For the most part, Business Intelligence (BI) users interact with databases through sophisticated visualization tools, such as PowerBI and Tableau, or through a query language such as the various flavors of SQL. The ways in which analysts interact with these visualization tools and SQL require non-trivial levels of skill and significant cost for the visualization tools. More importantly, the interface between human analysts and BI data is rigid compared to the rather loose way we normally communicate in human-to-human conversations. That is, through a spoken language.

It’s not so much that the ability to query BI data sources by a spoken language is tremendously revolutionary. A couple of BI vendors have had this capability for a few years. SQL encapsulates the semantics of querying data very well in an unambiguous manner. But spoken language is loose and forgiving.

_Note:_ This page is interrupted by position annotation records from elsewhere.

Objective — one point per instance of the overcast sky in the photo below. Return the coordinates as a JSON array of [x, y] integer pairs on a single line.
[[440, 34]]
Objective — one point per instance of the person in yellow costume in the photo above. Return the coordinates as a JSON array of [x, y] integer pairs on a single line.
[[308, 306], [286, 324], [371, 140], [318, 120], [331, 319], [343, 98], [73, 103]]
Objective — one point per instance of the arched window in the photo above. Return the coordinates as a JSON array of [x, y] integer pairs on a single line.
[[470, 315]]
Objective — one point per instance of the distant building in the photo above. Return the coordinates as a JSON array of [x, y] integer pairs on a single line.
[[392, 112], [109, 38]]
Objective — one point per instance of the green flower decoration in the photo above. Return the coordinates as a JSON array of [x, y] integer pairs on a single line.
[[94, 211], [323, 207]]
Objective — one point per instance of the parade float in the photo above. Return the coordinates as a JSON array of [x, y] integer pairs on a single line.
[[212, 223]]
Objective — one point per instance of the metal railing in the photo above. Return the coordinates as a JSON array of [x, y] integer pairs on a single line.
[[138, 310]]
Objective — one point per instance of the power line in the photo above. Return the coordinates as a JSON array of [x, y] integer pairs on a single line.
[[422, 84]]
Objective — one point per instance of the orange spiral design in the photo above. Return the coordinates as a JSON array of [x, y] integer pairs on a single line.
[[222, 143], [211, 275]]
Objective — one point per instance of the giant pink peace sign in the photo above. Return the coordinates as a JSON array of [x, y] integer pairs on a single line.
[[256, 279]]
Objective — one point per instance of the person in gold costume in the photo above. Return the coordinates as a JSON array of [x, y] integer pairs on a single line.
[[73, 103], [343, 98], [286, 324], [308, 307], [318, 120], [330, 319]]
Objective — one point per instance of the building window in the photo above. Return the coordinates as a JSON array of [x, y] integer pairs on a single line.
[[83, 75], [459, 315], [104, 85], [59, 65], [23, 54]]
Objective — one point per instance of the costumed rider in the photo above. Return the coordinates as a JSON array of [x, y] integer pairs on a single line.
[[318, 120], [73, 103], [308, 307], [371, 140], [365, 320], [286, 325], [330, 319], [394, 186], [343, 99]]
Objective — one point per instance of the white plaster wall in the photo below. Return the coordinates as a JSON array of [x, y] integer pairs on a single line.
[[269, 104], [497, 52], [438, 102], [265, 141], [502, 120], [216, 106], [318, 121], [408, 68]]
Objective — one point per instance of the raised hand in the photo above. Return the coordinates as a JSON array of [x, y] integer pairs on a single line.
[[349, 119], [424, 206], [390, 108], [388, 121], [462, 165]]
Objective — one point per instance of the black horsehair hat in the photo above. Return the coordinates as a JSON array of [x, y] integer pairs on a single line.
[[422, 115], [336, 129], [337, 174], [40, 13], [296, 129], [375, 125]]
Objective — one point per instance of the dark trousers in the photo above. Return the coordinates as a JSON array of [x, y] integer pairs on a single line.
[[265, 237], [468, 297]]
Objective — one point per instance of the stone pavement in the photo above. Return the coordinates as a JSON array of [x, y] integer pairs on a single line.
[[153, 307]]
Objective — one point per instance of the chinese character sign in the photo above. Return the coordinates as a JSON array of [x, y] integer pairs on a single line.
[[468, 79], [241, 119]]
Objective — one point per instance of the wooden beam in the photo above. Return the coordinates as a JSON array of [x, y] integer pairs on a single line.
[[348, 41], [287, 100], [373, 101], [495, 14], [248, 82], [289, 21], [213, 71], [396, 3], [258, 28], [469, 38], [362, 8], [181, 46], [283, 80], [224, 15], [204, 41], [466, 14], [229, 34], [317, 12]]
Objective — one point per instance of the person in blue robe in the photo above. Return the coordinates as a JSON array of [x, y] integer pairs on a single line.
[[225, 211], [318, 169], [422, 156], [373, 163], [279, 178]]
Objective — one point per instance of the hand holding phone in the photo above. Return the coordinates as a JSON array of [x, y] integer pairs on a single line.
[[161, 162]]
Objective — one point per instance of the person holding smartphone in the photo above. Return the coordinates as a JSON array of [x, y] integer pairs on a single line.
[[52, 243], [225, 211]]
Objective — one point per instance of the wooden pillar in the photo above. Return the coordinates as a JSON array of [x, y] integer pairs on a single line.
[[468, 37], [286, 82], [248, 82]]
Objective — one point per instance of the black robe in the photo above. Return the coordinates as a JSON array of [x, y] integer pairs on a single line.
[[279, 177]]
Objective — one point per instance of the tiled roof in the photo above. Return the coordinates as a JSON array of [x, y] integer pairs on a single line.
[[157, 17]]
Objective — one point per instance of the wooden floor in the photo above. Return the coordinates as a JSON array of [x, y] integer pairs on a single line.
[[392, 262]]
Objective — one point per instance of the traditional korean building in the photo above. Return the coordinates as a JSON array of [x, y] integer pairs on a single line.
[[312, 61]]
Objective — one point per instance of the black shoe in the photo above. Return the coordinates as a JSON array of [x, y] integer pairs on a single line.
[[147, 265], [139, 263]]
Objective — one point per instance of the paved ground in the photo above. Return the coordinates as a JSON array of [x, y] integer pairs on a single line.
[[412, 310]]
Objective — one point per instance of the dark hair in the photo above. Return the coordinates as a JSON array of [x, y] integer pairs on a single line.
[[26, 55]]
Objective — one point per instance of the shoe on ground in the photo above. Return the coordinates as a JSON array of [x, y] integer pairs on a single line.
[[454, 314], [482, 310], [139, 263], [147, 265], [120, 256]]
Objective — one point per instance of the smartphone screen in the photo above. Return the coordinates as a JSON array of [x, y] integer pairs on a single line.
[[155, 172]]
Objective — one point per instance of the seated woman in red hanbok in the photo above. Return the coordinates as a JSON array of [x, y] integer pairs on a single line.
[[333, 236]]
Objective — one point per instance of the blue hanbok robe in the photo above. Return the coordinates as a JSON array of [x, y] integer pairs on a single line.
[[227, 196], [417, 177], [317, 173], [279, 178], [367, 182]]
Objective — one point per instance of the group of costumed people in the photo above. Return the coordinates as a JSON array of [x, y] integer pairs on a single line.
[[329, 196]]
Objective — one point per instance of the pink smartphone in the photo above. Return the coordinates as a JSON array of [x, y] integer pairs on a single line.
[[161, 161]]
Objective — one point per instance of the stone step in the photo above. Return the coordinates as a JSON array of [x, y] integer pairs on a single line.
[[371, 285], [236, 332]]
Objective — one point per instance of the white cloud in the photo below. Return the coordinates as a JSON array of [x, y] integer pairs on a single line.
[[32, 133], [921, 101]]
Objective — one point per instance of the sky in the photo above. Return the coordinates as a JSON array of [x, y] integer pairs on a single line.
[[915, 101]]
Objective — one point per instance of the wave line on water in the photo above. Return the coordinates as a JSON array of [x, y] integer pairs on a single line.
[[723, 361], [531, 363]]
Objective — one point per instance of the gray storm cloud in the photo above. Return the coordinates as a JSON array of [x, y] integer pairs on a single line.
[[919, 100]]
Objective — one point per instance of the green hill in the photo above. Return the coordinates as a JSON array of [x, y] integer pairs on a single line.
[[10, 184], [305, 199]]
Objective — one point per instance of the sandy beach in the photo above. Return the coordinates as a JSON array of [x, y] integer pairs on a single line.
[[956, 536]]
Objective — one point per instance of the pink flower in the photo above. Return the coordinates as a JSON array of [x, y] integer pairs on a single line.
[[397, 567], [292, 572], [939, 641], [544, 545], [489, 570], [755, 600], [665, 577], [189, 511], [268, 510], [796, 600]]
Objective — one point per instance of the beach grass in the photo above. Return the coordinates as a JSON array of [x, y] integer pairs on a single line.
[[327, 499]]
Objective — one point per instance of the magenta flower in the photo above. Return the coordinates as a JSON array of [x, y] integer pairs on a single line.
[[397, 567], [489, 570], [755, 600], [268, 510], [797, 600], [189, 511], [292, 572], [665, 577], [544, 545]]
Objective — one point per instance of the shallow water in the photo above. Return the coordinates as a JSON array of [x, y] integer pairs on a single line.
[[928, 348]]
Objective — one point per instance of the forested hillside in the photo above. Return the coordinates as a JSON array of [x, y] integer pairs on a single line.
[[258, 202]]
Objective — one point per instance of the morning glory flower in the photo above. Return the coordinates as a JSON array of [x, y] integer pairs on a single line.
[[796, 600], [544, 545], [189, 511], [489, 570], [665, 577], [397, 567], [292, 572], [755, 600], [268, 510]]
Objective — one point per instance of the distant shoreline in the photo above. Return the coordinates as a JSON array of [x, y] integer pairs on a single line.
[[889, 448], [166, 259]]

Where the real advantage lies in an NLP querying paradigm is the ability to drastically mitigate the requirement for exactness. That’s the appeal of large language models (LLM) such as ChatGPT. We can ask it questions in an ambiguous manner, reducing a great deal of communication friction.
This article is targeted at BI implementers and BI consumers. BI consumers access secured enterprise data towards the discovery of strategic insights and optimization opportunities for their enterprise. As opposed to the general public consuming data intended for public consumption.

The Very Sudden Impact of A.I.

I’ll start this section off by mentioning that the phrase, “at the time of this writing”, is implied for virtually every sentence of this article. “The time of this writing” means late March 2023. ChatGPT burst onto the awareness of the general public just a few months ago. Things are changing very quickly. Already, this month, ChatGPT 4 and ChatGPT Plugins were unleashed. If I suspect that something I’ve written here is likely to be obsolete soon, I’ll toss in an “attotw” into the sentence.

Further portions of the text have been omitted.